When you have removed the liner, check the inner EPS layer of the helmet for damage, if the foam has dents or cracks, then most likely such a helmet has been subjected to a blow and can no longer be used. The chin straps wear out during frequent use, so check carefully the attachment of the straps to the D-rings or the micrometric latch. Check the helmet visor for scratches and cracks that may obstruct your view and make sure the glass is firmly in place and opens and closes properly. Check and tighten the screws of the hinge mechanism for the visor.
How do I extend the life of my helmet?
- Don’t wear it with the visor open so as not to damage the seal. Close the visor completely for storage and wear your helmet by the strap.
- Don’t glove in your helmet to keep dirt and bacteria out. Also, the Velcro closure on the gloves will cling to the lining fabric and fluff it up.
- Don’t hang your helmet on a mirror – dust and dirt accumulate on it, including road chemicals that seem to be able to ruin any material at all.
- Don’t put your helmet on the tank to avoid petrol fumes. It degrades the properties of the helmet’s polystyrene foam filler, and can also soften the shell.
- Do not put your helmet on the seat. It can fall over even from a passing bus nearby, and the neighborhood kids and cats will help.
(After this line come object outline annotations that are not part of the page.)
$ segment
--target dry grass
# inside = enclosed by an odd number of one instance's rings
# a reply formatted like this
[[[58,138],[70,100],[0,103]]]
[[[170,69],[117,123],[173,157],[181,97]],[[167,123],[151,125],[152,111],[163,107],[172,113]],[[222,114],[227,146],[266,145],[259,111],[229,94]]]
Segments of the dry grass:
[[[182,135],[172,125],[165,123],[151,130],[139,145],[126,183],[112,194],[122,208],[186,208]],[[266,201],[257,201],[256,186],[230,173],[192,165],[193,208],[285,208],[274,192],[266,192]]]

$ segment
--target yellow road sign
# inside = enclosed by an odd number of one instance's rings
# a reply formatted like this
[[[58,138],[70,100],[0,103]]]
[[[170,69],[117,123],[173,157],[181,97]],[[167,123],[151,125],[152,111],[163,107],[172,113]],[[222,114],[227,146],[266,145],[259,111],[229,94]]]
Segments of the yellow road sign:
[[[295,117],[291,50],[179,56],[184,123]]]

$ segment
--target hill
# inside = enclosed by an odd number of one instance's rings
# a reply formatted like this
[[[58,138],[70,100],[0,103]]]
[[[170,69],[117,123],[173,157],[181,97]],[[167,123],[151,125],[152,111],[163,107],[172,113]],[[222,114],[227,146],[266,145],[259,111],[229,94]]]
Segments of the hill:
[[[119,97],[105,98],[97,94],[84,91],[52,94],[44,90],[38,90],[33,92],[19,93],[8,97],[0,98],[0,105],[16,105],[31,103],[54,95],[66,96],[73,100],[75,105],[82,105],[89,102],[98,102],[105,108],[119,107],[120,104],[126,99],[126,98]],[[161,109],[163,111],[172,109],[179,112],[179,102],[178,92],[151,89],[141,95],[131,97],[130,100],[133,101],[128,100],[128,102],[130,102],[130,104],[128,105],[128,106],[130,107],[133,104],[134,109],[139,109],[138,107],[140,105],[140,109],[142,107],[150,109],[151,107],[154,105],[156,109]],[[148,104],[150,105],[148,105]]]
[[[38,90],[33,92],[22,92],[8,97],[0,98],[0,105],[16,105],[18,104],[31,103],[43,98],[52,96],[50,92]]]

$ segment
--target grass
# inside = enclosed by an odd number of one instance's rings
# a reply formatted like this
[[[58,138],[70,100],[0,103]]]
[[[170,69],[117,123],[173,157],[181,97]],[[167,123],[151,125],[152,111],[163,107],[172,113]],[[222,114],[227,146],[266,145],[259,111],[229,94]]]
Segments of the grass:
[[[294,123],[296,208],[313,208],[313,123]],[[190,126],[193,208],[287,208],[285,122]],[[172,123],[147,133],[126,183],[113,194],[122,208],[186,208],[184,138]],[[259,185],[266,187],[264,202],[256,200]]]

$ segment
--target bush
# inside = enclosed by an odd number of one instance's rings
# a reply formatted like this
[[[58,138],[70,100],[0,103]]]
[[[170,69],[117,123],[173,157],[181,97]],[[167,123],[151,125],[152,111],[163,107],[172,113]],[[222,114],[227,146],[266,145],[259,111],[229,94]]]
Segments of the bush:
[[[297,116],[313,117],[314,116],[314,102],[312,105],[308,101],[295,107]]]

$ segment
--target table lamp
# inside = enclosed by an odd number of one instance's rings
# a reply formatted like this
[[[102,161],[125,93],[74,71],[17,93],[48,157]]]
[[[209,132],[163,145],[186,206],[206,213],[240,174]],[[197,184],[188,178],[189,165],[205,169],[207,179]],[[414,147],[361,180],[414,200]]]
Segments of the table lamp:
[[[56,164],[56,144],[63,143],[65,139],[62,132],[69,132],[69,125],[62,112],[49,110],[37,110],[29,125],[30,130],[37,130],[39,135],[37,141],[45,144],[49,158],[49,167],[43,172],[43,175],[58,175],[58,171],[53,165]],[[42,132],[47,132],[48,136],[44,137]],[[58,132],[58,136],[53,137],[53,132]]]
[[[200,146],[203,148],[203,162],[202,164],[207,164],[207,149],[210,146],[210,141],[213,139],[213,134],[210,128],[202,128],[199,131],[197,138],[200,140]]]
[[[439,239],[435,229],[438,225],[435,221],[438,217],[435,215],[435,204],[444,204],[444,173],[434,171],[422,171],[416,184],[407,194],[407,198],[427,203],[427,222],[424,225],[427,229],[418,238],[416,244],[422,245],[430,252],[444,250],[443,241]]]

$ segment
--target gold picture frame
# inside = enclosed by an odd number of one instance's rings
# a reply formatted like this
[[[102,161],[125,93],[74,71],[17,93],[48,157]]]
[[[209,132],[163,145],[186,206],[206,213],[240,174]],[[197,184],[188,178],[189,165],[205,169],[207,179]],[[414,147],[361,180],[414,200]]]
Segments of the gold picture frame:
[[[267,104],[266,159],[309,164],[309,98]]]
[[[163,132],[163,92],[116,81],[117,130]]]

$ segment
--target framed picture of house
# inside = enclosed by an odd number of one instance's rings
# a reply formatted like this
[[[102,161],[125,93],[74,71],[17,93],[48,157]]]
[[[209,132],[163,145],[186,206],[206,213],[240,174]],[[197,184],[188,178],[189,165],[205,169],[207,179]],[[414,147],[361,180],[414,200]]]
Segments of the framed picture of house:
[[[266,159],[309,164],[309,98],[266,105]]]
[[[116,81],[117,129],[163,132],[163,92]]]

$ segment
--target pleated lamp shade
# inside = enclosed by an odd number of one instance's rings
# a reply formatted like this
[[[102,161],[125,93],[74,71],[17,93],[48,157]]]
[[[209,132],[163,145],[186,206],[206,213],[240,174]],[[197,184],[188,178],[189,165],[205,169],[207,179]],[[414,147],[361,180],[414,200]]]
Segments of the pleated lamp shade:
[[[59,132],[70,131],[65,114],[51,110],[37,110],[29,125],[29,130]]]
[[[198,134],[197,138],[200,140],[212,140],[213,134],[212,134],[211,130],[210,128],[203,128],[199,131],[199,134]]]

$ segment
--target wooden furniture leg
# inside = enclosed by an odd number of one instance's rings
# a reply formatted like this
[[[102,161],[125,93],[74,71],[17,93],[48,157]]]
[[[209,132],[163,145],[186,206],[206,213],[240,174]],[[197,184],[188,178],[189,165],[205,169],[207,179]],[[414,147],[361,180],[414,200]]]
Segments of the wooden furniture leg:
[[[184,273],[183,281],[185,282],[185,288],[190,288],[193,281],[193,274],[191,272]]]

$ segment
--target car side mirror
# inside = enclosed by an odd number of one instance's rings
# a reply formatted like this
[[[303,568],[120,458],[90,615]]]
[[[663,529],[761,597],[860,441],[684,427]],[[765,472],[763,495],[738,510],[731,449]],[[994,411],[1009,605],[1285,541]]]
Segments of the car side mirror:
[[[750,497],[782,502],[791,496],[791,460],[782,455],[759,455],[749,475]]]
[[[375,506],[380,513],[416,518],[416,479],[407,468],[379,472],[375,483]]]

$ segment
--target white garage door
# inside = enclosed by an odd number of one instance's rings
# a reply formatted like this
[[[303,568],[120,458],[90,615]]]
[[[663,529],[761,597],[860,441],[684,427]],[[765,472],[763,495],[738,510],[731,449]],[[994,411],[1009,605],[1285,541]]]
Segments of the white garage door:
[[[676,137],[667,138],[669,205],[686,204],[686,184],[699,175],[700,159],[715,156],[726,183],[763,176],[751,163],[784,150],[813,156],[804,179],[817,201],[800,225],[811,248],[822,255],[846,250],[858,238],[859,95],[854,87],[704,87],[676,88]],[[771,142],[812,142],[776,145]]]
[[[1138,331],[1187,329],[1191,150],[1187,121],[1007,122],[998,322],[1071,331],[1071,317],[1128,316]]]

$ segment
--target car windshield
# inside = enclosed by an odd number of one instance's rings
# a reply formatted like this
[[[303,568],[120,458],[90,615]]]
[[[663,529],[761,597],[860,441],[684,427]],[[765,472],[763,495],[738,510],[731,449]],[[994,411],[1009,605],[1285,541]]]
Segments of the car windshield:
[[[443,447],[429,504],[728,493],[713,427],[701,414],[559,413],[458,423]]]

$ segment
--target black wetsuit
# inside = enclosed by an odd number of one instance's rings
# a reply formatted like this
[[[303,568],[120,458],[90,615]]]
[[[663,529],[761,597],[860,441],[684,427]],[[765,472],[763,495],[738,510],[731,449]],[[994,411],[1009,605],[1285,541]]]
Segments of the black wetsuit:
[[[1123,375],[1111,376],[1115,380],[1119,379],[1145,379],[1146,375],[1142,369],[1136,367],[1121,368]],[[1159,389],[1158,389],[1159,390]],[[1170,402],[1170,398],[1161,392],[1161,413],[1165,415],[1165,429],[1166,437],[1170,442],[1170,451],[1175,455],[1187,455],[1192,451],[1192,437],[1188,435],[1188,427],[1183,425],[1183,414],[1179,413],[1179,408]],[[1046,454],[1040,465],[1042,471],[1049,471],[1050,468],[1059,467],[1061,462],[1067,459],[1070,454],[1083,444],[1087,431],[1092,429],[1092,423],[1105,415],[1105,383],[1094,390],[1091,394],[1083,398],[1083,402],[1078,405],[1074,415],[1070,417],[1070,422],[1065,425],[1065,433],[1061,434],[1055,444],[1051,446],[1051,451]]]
- If you need somewhere to put your helmet temporarily, and hanging it on the grip is not an option, just put gloves on the ground and put your helmet on them.
Do not forget that a certified motorcycle helmet is not only a guarantee of safety, but also comfort, good aerodynamics, sound insulation, ventilation, and it is important good visibility. And finally, another reason why it is recommended to replace the old helmet with a new one after five years of service. This is because modern motorcycle helmet technology and materials are constantly improving and the new, modern motorcycle helmet, will offer a
higher level of protection and comfort than the helmet of five years ago. Also, it will be implemented many additional convenient features that help the rider feel full protection and comfort when riding a motorcycle.